徐立国默然,好半天他才找回了自己的声音,“所以你也觉得我们关系病态是吗?”
“不是我也觉得,只要是正常人都不会觉得你俩这样的关系合理。”这些话沉鸣谦早就想和他说,今天索性一吐为快,“人的承受能力都是有限的,这一点不用我说你也应该明白。我就把话撂在这,你还不赶紧把人放了的话,刘琉将来只有两种结局。”
“…什么?”徐立国看他。
沉鸣谦一字一句,“一是被你逼疯,二是被你逼死,不会有第叁种。”
徐立国想反驳,可惜无力反驳。他心里明白,沉鸣谦说的都是实话。刘琉的精神长期处于亚健康状态、崩溃是常态,这些他是知道的,只是装作不知道罢了。

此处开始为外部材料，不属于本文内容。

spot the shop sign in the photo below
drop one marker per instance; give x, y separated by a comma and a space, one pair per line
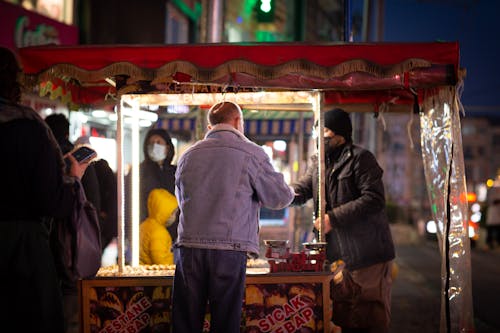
21, 28
268, 308
174, 88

他无意中去过刘琉平时画画的书房,她所有完成的未完成的作品不是死去的女人、动物、就是凋谢的花或是一些看起来就撕心裂肺、异常狰狞的古怪图案。
车子开进岚山庄园的大门,沉鸣谦对他说了下车前的最后一句话,“听我一句劝,最好赶紧放过她,也放过自己,免得将来后悔。就算你不爱她,但是已经在她身上耗费了太多精力,如果她真的出事,你绝不会是感到痛快。”
爱情是什么?不同的人会给出不同的答案。
生理学上,爱是有性繁殖动物的意欲表现,就如饥渴;心理学上爱是社交与文化的表现。史登堡曾发表“爱情叁因论”,认为爱情是由“亲密”紧密感、联络感、约束感、“激情”驱使人恋爱、互相吸引与进行性行为的动力和“承诺”构成……
总之,爱情是个极为复杂的东西,沉鸣谦认为徐立国作出的种种行为其实都是他爱刘琉的表现,只不过这是种畸形的、单向的爱。只有暴力征服,但没有尊重呵护。